Urban Japanese Losing Touch With Animistic Roots; Soulful Greenery Gives Way to Soulless Cement

Yomiuri Shimbun file photo
Aerial photo of the Meiji Jingu Gaien area in central Tokyo is seen in September 2023.

The season of hanami cherry blossom viewing parties has passed. Some people — especially visitors to Japan from abroad — may have wondered why such huge numbers of people gathered around the flowering trees with bento lunches and cups of sake.

As I see it, they were out there not just to view the blossoms but also to empathize with the flowers for their ephemerality. In full bloom for just a few fleeting days, they present an analogy to human mortality. It may not be an exaggeration to say that Japanese hanami-goers deem the cherry blossoms to be their kin. Such sentiment appears to be almost animistic.

Indeed, the Japanese often regard animals or even plants as their fellow beings. In the Heian period (794-late 12th century), an era of aristocracy, poets such as Kino Tsurayuki and Saigyo Hoshi, a Buddhist monk, lamented the short lives of flowers, meaning the short lives of people.

In the Edo period (1603-1867), the most renowned haiku poet Matsuo Basho conveyed the profundity of nature through depictions of crows, frogs, cicadas and so forth. Kobayashi Issa, another haiku master known as a lover of small animals, made poems expressing his sympathetic feelings towards sparrows, flies and even mosquitos. These poets had sharp sensibilities to the changing voices of nature in an animistic way.

Their works are classic manifestations of the animistic or pantheistic tradition of Japanese literature. Even today, such sensibilities are nearly omnipresent in the daily lives of many people in Japan.

Indeed, it should be added that Japanese revere not just the souls of animals, but also souls of inanimate objects such as machinery and utensils, which are honored through kuyo “funeral services” when their useful lives come to an end.

In this context, I am of the view that there are two basic cultures in the world. One stands on an assumption that inanimate matter is just material. The other assumes that matter is not just material but meta-material or spiritual. That’s why people embodying the latter culture sometimes hold funeral services even for objects.

The Japanese accept and value the modern science that began flooding into the nation about 150 years ago, and they have made great contributions to it as well — shown by the many Nobel Prizes won by Japanese scientists. Yet even so, the Japanese still preserve the animistic mindset as something natural and inherent.

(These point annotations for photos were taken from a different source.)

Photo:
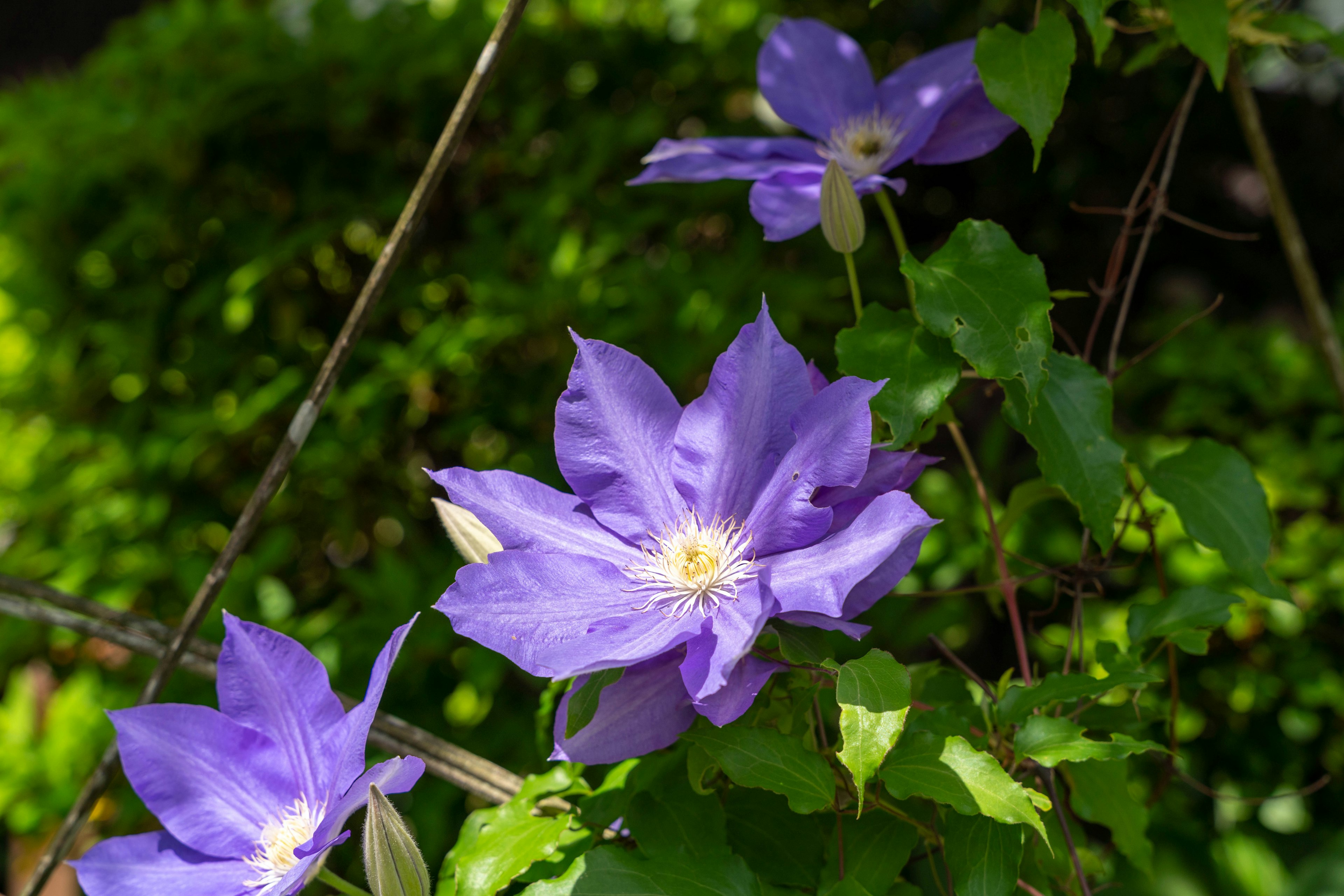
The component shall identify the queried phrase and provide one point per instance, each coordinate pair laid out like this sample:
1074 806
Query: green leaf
1026 75
500 843
1019 702
983 855
994 789
1070 430
1194 608
611 871
1051 741
672 819
874 696
781 847
802 644
915 769
877 847
921 368
1022 499
990 299
1093 13
584 703
1222 507
1100 793
1202 26
765 758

Hence, modernism and traditionalism cohabit without acute contradiction at school or at work. People adhere to modernism professionally while fostering traditionalism in the private sphere, forming the cultural dualism or hybridity that characterizes modern Japan. Some say this duality is part of the Japan mystique that attracts many of the foreign tourists who are now flooding into the nation.

The intake of Western civilization thus has not annihilated animism in the modernization process. Lately, however, Japanese animism faces another threat to its survival due to drastic urban development in big Japanese cities. Obviously, animistic traits are nurtured by a rich environment of trees and greenery. But deforestation and massive urban development have transformed big cities into barren expanses of soulless concrete.

This metamorphosis is weakening the animism of the Japanese. Younger generations here are less likely to regard matter as something spiritual. To them, giving funeral services to lifeless objects seems a bit weird. Some of them unequivocally say that they have little interest in animism as it is unscientific and belongs to bygone days.

Against this backdrop, one could say that urban civilization is unfriendly towards animism. Lamentably in Japan’s megacities, immense construction projects are now underway at the expense of trees and greenery. For example, a redevelopment project in the Meiji Jingu Gaien area in central Tokyo includes a plan to cut down many tall trees, triggering a big debate.

This situation reminds me of Western conservative intellectuals such as T. S. Eliot, who were displeased with urban civilization and regarded it as a sign of mankind’s arrogance or sin. Be they in the East or in the West, old-school conservatives tend to share similar ethos.

All in all, one should be fully aware that the excessive de-greening of Japanese cities may further weaken or endanger animistic culture in Japan. Without healthy and robust animism, how could Japan be Japanese?


Kagefumi Ueno

Kagefumi Ueno is a civilization essayist and a former Japanese ambassador to Guatemala (2001-04) and the Holy See (2006-10).